A pro-Russian protester standing at a barricade near a regional government building in Donetsk on Wednesday.

Russia on Wednesday dismissed as "groundless" concerns in Kiev and the West over the presence of its troops near the border with Ukraine, saying they posed no threat, and accused Washington and NATO of fueling tension in the region.

Washington has accused Russia of orchestrating separatist unrest in eastern Ukraine this week and NATO has urged President Vladimir Putin to pull back troops from near the Ukrainian border.

"The U.S. and Ukraine have no reason to be worried," the Russian Foreign Ministry said in a statement. "Russia has stated many times that it is not carrying out any unusual or unplanned activity on its territory near the border with Ukraine that would be of military significance."

A senior Russian official accused NATO, which restricted its cooperation with Moscow following Russia's annexation of Ukraine's Crimea region last month, of waging a "harsh, uncompromising information war" against Russia and trying to poison its relations with Kiev.

"We see what NATO is doing in Ukraine to prevent them from normalizing ties with us. Horror stories about the Russian armed forces are being spread," Deputy Defense Minister Anatoly Antonov said, Interfax reported.

NATO says Russia has massed tens of thousands of troops near Ukraine's borders and voiced concerns of a repeat of the takeover of Crimea, which voted to join Russia in a referendum staged after Russian forces were already in control.

Speaking during a security conference at Russia's top diplomatic university, Antonov said the turmoil in Ukraine was a result of Western-sponsored efforts to overthrow rulers it disliked and that Moscow considered any such attempts in the former Soviet Union were aimed against itself.

He indicated Russia was concerned that since the crisis in Ukraine started, NATO had intensified its contacts with Georgia and Moldova — former Soviet republics that are now eyeing closer integration with the alliance and the West.
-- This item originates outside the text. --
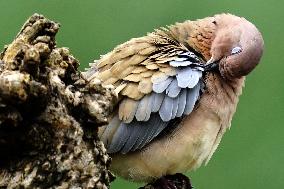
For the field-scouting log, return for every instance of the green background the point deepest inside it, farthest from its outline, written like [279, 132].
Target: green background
[251, 154]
The Foreign Ministry also said Moscow has shunned a meeting of the Organization for Security and Cooperation in Europe, or OSCE, this week in Vienna, sought by Washington and Kiev over their concerns about Russia's military presence on the border.

The ministry said the U.S. and Ukraine were conducting "an anti-Russian campaign" at the OSCE and increasing tension over Ukraine, where the authorities are trying to quell unrest by pro-Moscow protesters.

"The everyday activity of Russian troops on its [Russian] territory does not threaten the security of the U.S. and other OSCE member states," it said. "Attempts to accuse Russia of building up its armed forces are groundless."

The turmoil in Ukraine and Russia's annexation of Crimea have led to the biggest East-West standoff since the Cold War.

The European Union said on Tuesday that top diplomats from the EU, Russia, Ukraine and the U.S. would meet next week to discuss the crisis, but Foreign Minister Sergei Lavrov struck a cool tone and suggested there was no firm agreement.

"Dates have been named [for the meeting] — some time in April. But that is what they want. We are awaiting an explanation of what they intend to do at the meeting," Lavrov told reporters on the sidelines of a government meeting on economic and energy ties with Ukraine.

"There are more questions than answers," he said.